The product rule states that d/dx[f(x)*g(x)] = f'(x)*g(x) + f(x)*g'(x). The derivative of a product is NOT the product of the derivatives. Instead, you differentiate each factor while keeping the other unchanged, then add the results. This rule is necessary whenever two non-constant functions are multiplied together.
Derive from the limit definition by adding and subtracting f(x+h)*g(x). Practice with products of polynomials (verifiable by expanding first), then with products involving trig and exponential functions. Use the mnemonic "first times derivative of second plus second times derivative of first."
From your work with the constant multiple and sum rules, you know that differentiation is linear: you can pull out constants and differentiate term by term. A natural next question is whether multiplication works similarly — can you just differentiate each factor and multiply the results? The answer is no, and understanding why is the first step to internalizing the product rule. Consider f(x) = x and g(x) = x, so f(x)g(x) = x². If (fg)' = f'g', you would get 1·1 = 1. But d/dx[x²] = 2x. The error grows with x because multiplying two changing quantities creates an interaction that the "differentiate each part separately" idea misses.
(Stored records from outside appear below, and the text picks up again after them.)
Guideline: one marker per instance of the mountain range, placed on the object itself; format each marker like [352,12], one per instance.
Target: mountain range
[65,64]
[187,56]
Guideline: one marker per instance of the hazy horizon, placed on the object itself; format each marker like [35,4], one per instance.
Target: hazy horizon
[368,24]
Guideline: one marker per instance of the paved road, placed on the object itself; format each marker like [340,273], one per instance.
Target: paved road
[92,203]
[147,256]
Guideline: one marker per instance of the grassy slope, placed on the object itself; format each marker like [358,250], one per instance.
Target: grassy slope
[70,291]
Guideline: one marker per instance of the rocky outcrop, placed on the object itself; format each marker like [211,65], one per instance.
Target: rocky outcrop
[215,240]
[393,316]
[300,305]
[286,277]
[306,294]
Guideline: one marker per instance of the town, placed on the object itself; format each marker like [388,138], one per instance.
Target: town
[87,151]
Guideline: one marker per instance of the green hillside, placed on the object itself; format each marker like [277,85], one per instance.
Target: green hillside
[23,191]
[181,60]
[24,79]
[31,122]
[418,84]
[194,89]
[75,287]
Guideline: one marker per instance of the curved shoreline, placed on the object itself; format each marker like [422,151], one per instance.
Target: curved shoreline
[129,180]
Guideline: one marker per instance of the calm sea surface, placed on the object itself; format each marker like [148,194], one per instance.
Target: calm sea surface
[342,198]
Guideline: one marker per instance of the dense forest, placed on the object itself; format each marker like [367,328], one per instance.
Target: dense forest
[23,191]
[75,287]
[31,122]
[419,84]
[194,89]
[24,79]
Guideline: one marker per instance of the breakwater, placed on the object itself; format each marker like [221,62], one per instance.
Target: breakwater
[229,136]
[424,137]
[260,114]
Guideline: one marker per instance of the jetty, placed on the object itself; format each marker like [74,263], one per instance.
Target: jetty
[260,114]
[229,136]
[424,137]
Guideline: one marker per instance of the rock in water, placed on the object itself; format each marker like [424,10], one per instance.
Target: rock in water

The correct formula is d/dx[f(x)g(x)] = f'(x)g(x) + f(x)g'(x). A geometric analogy makes this intuitive. Imagine a rectangle with side lengths f(x) and g(x). Its area is A(x) = f(x)g(x). When x increases by a tiny amount Δx, both sides grow: f increases by Δf ≈ f'Δx and g increases by Δg ≈ g'Δx. The new area has three new pieces: a strip of width Δf and height g (contributing f'g Δx), a strip of width f and height Δg (contributing fg' Δx), and a tiny corner of area ΔfΔg (which is negligible in the limit because it is second-order in Δx). So ΔA ≈ (f'g + fg')Δx, giving dA/dx = f'g + fg'. Each term in the product rule corresponds to one strip of the rectangle.
Applying the rule is straightforward once you identify the two factors. For h(x) = x³sin(x), take f = x³ and g = sin(x). Then f' = 3x² and g' = cos(x), giving h'(x) = 3x²·sin(x) + x³·cos(x). The key habit is to always write out both terms — skipping one is the most common error. The mnemonic "first times derivative of second, plus second times derivative of first" (or "d-first, d-second") helps. Note also when the rule is not needed: if one factor is a constant, like h(x) = 5sin(x), the constant multiple rule gives h'(x) = 5cos(x) directly. The product rule is only necessary when both factors depend on x.
The product rule also reveals why integration by parts — which you will encounter next — works the way it does. Rearranging the product rule: f(x)g'(x) = [f(x)g(x)]' − f'(x)g(x). Integrating both sides gives the integration-by-parts formula. So the product rule is not just a differentiation technique; it is the foundation of one of the most important integration strategies in calculus. Internalizing it now pays dividends throughout the rest of the course.